E se un giorno si potesse cancellare la paura dalla memoria?
L’ansia è una brutta bestia, chi ne ha sofferto lo sa. E non parliamo dell’ansia che un teenager potrebbe citare in relazione a un’interrogazione a scuola. No, l’ansia patologica immobilizza, confonde, ci rende irriconoscibili a noi stessi e agli altri. Nel Dizionario Internazionale di Psicoterapia (Garzanti) alla voce ansia si legge: «stato di attivazione dell’organismo che si innesca quando una situazione viene percepita soggettivamente come pericolosa». Fin qui niente di male, anzi: la paura ci serve per evitare pericoli per la nostra incolumità.
Il problema nasce quando questa reazione del nostro asse corpo-mente va fuori controllo. In questi casi «si ha un disturbo d’ansia che può complicare notevolmente la vita di una persona e renderla incapace di affrontare anche le situazioni più comuni» continua il Dizionario.
E così succede che un’attività semplice come fare la spesa o bere una birra con un’amica diventi un’impresa titanica. Sudori, palpitazioni, sensazione di soffocamento: le manifestazioni dell’ansia sono molteplici, ma tutte sgradevoli. E quasi sempre il colpevole è un ormone che in questi casi si sprigiona nel corpo, il cortisolo.
In genere l’ansia patologica si lega a doppio filo a determinate situazioni. È come se nella nostra memoria, nostro malgrado, un determinato contesto venisse immotivatamente etichettato come pericoloso.
Uno studio piuttosto interessante, coordinato dal professor Mazahir T. Hasan e pubblicato sulla rivista Neuron, sembra aver intuito come poter scardinare questo meccanismo. Ne abbiamo parlato con Ilaria Bertocchi, ricercatrice del NICO, Neuroscience Institute Cavalieri Ottolenghi, che ha preso parte allo studio.
La ricerca ha innanzitutto compreso che gli engrammi, cioè le tracce di memoria presenti nel nostro cervello, vengono immagazzinate anche nell’ipotalamo, una zona cerebrale da cui si dirama anche il cosiddetto asse dello stress. «Dall’ipotalamo parte l’asse dello stress che regola la produzione di cortisolo. Sono diversi i neuropeptidi che influiscono sulla funzione di questo asse, fra cui l’ossitocina e il neuropeptide Y».
Capire meglio come funzionano i circuiti del cervello che permettono la memorizzazione (anche) della paura associata a un contesto è fondamentale. Sì, perché così è possibile mettere a punto nuove strategie per il trattamento di psicopatologie come l’ansia e il disturbo da stress post traumatico. «Per fare un esempio pratico, potremmo cancellare il ricordo di un morso di un cane che ci impedisce di avvicinarci a questi animali» ci spiega Bertocchi. E aldilà di questo, si potrebbe intervenire su fobie molto fastidiose come quelle – alcune bizzarre – citate nella gallery.

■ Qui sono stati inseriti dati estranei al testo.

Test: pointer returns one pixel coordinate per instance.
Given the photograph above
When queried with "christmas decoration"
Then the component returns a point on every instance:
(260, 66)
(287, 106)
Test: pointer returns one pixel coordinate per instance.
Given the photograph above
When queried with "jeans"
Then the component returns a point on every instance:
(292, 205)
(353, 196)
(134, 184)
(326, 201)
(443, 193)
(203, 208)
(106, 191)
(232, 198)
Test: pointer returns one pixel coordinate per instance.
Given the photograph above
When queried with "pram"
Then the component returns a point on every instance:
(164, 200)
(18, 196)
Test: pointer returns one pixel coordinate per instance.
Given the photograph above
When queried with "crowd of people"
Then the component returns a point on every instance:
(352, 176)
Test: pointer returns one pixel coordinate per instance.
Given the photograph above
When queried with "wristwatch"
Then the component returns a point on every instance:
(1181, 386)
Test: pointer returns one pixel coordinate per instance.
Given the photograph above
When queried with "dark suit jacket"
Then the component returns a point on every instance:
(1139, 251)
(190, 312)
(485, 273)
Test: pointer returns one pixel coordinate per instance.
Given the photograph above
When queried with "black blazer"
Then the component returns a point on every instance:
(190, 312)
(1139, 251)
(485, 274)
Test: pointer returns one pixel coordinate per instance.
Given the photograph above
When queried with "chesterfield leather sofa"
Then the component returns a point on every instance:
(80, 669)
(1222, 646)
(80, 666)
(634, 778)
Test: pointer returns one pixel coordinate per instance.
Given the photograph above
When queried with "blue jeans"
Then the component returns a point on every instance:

«Attivando cellule particolari, coinvolte nella produzione di ossitocina, è possibile spegnere la paura». Per ora i primi esperimenti sono stati condotti sui topi, quindi è presto per cantar vittoria. Però è stato dimostrato che questi piccoli roditori si liberano dal terrore se con una luce particolare o con sostanze chimiche si stimola la produzione di ossitocina. Questo neuropeptide è in grado di dissolvere la paura e permette ai topi di uscire dallo stato di paralisi dovuta al (percepito) eccessivo pericolo.